By Rich Heidorn Jr.
BALTIMORE — Delaware Public Service Commission Chairman Dallas Winslow took on PJM planners over the Artificial Island project and rival developers sparred over the enforceability of cost caps at a panel discussion on Order 1000 implementation at last week’s Organization of PJM States Inc. annual meeting.
Opening up the session, PJM Vice President for Planning Steve Herling talked about how Order 1000 has increased planners’ workload and noted how cost allocation, “previously an end result of the process, is now getting fed into the process at the beginning.”
A slide in Herling’s presentation elaborated, saying that stakeholders are attempting “to influence our decision-making based on who will pay rather than which project is the most cost-effective.”
That didn’t sit well with Winslow. “I’m not sure a project can be cost-effective if it doesn’t cost the appropriate parties the burden of what they’re benefitting from,” he said.

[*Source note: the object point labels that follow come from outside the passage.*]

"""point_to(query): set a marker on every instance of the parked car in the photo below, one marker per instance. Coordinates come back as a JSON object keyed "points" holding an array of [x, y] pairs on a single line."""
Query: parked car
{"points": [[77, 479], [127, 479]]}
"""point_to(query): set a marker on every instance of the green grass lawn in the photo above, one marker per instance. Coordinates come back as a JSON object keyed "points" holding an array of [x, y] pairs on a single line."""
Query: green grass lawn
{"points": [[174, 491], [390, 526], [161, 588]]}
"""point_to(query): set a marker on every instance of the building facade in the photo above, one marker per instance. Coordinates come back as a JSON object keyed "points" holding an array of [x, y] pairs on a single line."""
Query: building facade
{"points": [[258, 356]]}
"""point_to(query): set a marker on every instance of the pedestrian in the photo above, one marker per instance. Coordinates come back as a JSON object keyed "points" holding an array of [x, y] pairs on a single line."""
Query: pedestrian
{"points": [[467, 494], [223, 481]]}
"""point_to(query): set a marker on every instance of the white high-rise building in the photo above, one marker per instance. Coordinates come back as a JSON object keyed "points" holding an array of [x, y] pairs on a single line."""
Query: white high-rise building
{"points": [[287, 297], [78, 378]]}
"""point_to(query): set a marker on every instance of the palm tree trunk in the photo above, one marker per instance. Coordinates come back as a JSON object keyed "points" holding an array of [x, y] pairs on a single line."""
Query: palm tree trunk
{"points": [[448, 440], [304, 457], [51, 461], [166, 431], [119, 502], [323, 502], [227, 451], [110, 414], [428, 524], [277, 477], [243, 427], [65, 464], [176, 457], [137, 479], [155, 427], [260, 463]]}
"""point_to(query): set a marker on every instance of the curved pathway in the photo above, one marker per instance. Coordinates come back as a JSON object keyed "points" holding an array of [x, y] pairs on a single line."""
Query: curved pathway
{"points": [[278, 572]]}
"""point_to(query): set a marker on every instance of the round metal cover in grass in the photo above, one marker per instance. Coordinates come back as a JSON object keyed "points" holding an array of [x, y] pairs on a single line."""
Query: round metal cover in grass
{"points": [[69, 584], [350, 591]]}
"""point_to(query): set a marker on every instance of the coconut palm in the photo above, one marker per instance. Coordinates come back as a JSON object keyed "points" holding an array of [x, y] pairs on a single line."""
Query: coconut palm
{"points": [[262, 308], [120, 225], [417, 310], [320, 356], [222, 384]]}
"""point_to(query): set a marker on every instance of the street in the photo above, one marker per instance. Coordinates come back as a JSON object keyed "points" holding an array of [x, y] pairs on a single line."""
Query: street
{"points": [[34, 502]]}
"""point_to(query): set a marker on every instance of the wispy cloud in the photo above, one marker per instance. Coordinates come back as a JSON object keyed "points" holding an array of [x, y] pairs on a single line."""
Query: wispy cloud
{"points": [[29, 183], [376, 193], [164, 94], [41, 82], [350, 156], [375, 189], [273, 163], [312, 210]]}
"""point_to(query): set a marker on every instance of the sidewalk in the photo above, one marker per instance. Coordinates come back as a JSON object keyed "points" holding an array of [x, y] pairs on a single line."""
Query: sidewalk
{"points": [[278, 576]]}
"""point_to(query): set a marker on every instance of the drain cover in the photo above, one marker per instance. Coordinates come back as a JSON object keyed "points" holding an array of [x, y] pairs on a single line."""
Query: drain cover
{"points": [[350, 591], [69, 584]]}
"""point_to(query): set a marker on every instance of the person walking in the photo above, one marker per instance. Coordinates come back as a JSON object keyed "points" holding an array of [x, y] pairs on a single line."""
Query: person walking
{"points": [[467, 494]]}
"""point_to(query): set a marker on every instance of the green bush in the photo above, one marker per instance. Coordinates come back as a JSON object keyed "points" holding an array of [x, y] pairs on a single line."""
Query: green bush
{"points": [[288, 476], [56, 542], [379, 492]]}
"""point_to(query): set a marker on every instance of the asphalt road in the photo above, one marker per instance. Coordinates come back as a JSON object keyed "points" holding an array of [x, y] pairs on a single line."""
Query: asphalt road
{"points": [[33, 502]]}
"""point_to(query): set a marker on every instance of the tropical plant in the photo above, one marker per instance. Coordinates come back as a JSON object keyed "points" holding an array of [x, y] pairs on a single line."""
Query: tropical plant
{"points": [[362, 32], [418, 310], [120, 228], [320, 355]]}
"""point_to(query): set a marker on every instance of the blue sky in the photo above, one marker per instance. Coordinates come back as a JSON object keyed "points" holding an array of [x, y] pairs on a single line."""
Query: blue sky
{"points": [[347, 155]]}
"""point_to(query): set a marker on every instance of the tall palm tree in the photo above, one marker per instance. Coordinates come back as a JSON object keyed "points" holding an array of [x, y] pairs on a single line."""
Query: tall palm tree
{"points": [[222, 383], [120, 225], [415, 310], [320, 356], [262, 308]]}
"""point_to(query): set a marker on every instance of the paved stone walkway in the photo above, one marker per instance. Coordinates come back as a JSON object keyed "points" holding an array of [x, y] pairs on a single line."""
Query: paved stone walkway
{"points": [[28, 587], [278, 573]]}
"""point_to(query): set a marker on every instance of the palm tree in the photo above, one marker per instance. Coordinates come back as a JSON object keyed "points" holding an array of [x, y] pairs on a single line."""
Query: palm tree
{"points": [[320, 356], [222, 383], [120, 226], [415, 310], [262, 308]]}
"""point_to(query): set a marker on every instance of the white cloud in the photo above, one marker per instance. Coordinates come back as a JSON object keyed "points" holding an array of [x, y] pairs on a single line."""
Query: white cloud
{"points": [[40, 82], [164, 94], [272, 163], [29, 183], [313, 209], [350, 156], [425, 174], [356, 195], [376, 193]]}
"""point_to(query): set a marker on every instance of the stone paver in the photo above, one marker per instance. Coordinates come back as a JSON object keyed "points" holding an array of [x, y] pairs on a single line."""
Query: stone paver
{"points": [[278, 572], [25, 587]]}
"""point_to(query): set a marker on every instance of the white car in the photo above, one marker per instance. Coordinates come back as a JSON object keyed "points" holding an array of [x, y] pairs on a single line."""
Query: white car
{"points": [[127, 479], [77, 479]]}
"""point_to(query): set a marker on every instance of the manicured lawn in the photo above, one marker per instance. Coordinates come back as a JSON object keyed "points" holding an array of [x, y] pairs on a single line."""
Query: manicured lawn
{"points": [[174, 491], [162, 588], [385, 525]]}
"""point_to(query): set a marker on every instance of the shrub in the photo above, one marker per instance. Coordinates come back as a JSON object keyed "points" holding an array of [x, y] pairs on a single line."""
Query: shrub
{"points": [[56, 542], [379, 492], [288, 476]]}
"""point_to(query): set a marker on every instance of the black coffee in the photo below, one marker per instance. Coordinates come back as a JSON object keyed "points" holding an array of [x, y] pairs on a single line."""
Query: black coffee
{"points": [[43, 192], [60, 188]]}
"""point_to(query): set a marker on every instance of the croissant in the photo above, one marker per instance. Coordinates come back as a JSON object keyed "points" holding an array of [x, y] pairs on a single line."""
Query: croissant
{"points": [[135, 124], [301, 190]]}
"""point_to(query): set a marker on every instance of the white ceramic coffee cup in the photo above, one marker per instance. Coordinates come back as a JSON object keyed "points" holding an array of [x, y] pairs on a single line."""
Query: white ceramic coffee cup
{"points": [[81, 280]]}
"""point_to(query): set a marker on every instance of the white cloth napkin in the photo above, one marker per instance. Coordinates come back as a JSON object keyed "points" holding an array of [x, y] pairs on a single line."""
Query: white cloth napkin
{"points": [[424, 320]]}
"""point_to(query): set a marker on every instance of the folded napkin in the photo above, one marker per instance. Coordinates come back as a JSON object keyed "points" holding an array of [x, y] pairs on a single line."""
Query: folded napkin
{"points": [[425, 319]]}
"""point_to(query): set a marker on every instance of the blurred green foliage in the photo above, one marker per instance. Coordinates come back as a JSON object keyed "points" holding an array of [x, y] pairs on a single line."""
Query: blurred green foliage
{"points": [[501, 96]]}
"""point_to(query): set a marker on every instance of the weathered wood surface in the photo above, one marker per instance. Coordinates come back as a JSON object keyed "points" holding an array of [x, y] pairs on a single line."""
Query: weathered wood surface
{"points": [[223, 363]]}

Winslow called for a show of hands from other state regulators, asking: “What state in the room here would agree to pay voluntarily a cost allocation that made you pay 80% of the cost when you got 20% of the benefit?”
No one raised their hand.
While he didn’t mention the project by name, Winslow’s comments were a clear reference to the dispute over the cost allocation for the Artificial Island stability project.
Because the project is considered a lower-voltage facility, the cost of LS Power’s plan — running a new 230-kV circuit from Salem, N.J., under the Delaware River to a new substation near the 230-kV corridor in Delaware — is being allocated almost entirely to Delaware and Maryland customers.
In an Oct. 9 filing in response to complaints from those states, PJM acknowledged that the cost allocation may “appear disproportionate” but took no position on whether FERC should reconsider the use of solution-based distribution factor (DFAX) methodology for divvying up the bill on such projects (EL15-95). (See PJM: Artificial Island Cost Allocation Appears ‘Disproportionate.’)
Winslow called on PJM and its stakeholders to address the equity issues he said were raised by the dispute.
“There are times when you’ve got to stand up and say ‘is this is fair or not?’” Winslow said. “Should we just kick it down the road to Washington D.C.? Or should there be a mechanism to address what clearly and objectively is a violation of law?”
Cost Cap
Last year, PJM planners recommended Public Service Electric & Gas be selected to construct a different solution for Artificial Island. PSE&G’s winning proposal was estimated at $1.066 billion before planners eliminated two 500-kV lines from it.
Facing a barrage of criticism, PJM’s Board of Managers rejected the proposal and reopened the project, allowing PSE&G and two other finalists to revise their proposals in response to LS Power’s offer to cap its project cost at $171 million — $40 million to $90 million less than the PSE&G project.
After months of additional study and debate, the board awarded the project to LS Power, with smaller portions of the work to be done by PSE&G and Pepco Holdings Inc. (See PJM Board OKs LS Power’s Artificial Island Project Despite Objections.)
The bitter feelings over that battle were apparent at the panel discussion as Jodi Moskowitz, senior director of transmission development and strategy for PSE&G, suggested a developer might be able to recover costs above its cap if it can be shown to have acted prudently.
“FERC has yet to approve a cost cap coming out of an Order 1000 process. So we’re not sure at this point if cost caps are in fact legally enforceable,” she said.
She noted that ITC Holdings has asked FERC for guidance on whether a cost cap constitutes a just and reasonable rate. Because the commission hasn’t ruled, she said, “it is still very much an open question.”
LS Power’s Sharon Segner insisted the cap it agreed to was enforceable, saying it will be included in the designated entity agreement with PJM.
Workload Increasing
Herling said the volume of transmission proposals unleashed by Order 1000 has strained PJM’s resources.
“Most reliability projects — 90% or more — are solved by relatively simple upgrades to existing infrastructure. And we would typically have worked in a collaborative fashion with the transmission owner to identify one or two options to solve that problem,” he said. “Now we’re getting four, five, six — as many as 26 — proposals to solve a given problem.”
Herling said it added to the workload of not only the planners conducting the analyses but also the RTO’s legal and finance staff, who help administer the process.
Herling noted that CAISO and SPP have sought to reduce the workload by eliminating the sponsorship approach: “Simply pick the best solution and put it out for bid.”
But he said PJM wasn’t willing to abandon the sponsorship model yet. “We see a lot of value in the sponsorship process,” he said.